Das ist eine Sauerei, rügt Frieda im Lehrerton. Pass doch ein bisschen auf!
Richard reißt das Kussmundblatt vom Notizblock. Energisch, energisch, energisch. Das mögen die Frauen, das mag auch Richard. Er hat sich ermannt und ehe Frieda es sich versieht, hat er ihr die Füllfeder aus der Hand genommen.
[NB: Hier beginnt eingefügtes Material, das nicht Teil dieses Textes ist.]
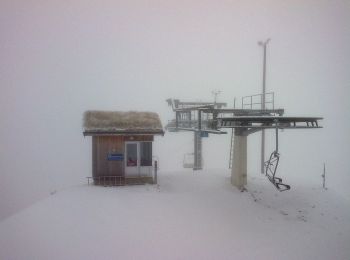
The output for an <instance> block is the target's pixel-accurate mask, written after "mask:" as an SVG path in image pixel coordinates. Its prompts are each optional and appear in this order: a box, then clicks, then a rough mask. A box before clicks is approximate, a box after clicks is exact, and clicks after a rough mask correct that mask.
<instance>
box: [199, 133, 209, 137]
mask: <svg viewBox="0 0 350 260" xmlns="http://www.w3.org/2000/svg"><path fill="white" fill-rule="evenodd" d="M208 136H209V133H208V132H201V137H208Z"/></svg>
Zack, Zack, Zack, ein Stichwort nach dem anderen wird aufs Papier geworfen. Der Kussmundzettel liegt achtlos auf der Seite, ein Kussmundzettel ist nichts, ist absolut gar nichts gegen einen Stichwortzettel. Frieda ist fasziniert, weil Richard so eine Energie hat. Der Chor der geistreichen Männer intoniert – ausnahmsweise – einen Schlager (So ein Mann, so ein Mann, zieht mich unwahrscheinlich an...), Frieda wiegt ihren Oberkörper im Takt, was Richard jedoch aus dem Konzept bringt.
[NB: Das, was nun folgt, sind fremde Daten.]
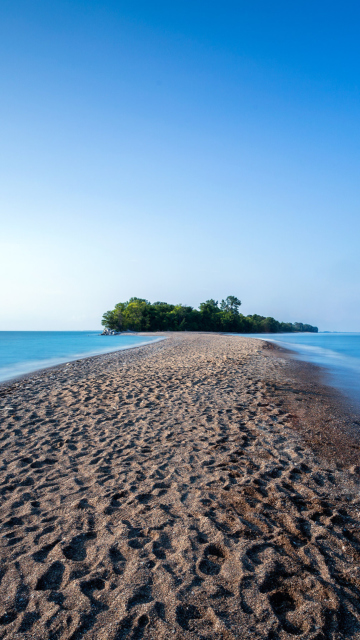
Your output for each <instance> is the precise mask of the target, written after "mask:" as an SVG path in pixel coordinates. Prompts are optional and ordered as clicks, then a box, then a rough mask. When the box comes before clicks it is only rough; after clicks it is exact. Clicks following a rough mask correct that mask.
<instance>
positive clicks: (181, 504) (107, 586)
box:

Lass das, so kann man nicht arbeiten.
Frieda greift ein letztes Mal in die Babuschka. Okay, okay, sie hat ohnehin noch einen Kugelschreiber im Bauch. Aber was ist es, das da zum Vorschein kommt? Ein Kondom ist es, das da zum Vorschein kommt, als sie die Hand aus der Tasche herauszieht. Als ob Kondom und Kugelschreiber irgendeine Ähnlichkeit hätten!
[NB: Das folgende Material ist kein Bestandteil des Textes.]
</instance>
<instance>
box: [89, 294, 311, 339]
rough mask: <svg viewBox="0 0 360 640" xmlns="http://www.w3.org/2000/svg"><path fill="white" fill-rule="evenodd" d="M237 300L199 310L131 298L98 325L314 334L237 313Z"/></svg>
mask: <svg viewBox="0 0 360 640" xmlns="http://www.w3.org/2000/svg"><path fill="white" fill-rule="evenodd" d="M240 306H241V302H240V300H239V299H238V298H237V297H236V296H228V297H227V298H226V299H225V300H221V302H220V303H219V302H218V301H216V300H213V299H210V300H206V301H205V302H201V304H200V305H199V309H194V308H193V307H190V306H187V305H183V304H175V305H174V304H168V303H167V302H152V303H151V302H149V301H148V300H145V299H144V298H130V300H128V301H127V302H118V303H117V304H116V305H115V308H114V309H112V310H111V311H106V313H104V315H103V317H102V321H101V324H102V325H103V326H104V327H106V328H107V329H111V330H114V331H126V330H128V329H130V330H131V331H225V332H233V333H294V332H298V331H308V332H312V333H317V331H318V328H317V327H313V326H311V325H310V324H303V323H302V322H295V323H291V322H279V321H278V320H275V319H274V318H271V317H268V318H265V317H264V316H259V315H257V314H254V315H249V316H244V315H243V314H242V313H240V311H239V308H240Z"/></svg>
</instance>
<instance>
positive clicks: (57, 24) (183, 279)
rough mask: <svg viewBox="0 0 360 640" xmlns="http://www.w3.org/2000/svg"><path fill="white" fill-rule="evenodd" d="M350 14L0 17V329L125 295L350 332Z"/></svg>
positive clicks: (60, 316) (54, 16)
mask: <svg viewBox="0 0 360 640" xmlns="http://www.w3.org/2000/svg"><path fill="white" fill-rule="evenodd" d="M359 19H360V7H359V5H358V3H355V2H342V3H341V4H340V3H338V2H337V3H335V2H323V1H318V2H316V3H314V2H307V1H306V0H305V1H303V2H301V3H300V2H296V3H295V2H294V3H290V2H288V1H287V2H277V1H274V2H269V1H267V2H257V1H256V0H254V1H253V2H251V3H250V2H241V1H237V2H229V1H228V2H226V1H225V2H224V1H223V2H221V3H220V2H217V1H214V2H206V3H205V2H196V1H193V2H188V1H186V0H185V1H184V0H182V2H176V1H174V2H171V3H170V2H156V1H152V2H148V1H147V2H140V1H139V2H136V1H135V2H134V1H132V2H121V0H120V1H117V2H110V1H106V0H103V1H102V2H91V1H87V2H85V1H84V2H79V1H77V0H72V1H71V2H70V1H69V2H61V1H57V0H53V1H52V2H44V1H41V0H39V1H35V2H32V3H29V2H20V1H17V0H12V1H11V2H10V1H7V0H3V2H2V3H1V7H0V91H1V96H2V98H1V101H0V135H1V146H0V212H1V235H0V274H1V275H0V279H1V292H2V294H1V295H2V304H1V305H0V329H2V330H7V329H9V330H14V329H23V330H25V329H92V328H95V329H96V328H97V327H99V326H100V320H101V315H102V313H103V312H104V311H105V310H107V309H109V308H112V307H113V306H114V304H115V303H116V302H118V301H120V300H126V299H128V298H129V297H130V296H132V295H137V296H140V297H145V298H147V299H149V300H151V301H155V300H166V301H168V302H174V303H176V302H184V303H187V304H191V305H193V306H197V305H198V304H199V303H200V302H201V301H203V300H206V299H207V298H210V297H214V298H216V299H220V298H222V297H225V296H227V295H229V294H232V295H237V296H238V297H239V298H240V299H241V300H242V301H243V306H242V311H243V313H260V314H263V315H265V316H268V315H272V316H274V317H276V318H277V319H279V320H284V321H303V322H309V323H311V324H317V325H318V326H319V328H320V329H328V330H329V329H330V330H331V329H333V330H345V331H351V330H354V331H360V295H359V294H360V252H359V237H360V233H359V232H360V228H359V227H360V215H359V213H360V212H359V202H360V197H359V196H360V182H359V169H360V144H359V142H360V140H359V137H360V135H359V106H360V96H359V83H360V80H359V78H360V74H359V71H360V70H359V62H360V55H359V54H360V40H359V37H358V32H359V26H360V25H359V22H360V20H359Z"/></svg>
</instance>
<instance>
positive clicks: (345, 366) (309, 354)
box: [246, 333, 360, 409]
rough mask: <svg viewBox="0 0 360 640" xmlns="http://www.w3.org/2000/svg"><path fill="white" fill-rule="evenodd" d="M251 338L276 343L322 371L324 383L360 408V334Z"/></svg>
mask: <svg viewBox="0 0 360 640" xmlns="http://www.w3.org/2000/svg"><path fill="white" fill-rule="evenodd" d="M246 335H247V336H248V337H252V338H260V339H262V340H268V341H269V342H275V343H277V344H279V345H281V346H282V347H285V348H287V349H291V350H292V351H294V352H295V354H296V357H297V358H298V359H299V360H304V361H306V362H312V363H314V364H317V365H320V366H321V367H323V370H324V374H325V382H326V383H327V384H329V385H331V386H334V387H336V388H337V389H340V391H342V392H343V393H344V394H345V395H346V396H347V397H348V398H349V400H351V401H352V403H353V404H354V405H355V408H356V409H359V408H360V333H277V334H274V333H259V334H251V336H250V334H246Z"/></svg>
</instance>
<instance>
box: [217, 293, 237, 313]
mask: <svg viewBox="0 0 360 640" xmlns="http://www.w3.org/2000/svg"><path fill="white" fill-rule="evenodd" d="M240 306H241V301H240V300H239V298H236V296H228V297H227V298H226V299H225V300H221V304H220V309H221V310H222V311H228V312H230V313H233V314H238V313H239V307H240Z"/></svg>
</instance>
Das ist Absicht! Absicht, Absicht, Absicht, der Chor der geistreichen Männer hat sich hinter Richard aufgestellt. Frieda macht TsTsTs, Was hat denn ein Kondom am Kaffeehaustisch zu suchen?, präzisiert sie und schwupps, ist es auch schon wieder weg. Verschwunden in ihrer Tasche. Richard ist noch da. Ist immer noch da, aber seine Konzentration ist nicht mehr da. Auch sie, im Bauch der Babuschka. Frieda schaut unschuldig, als ob sie kein Wässerchen trüben könnte. Auch nicht das Miniaturwässerchen, das Richard jetzt in sich hineintrinkt.
Er schaut auf die Uhr.
Herr, es ist Zeit, sekundiert ihm der Chor der geistreichen Männer.
Frieda schlägt die Augen nieder. Klimper, klimper, klimper, das sind ihre Lider.
Die geistlosen Männer des Chores der geistlosen Männer grölen im Hintergrund. Gleich neben der Tür zum Klo haben sie sich niedergelassen und trinken ein Achtel nach dem anderen. Als ob hier ein Heuriger wäre. Die geistreichen Männer der Chores der geistreichen Männer kriegen Kopfweh. Sie müssen gehen, was zu viel ist, ist zuviel.
Richard sagt nicht: Ich hab noch einen Termin, Frieda sagt nicht. Jetzt zier dich doch nicht so, weil Richard und Frieda ein Richard-Und-Frieda-Pärchen werden müssen. So steht es in Friedas Tagebuch geschrieben. Unter A wie Angriff ist die beste Verteidigung.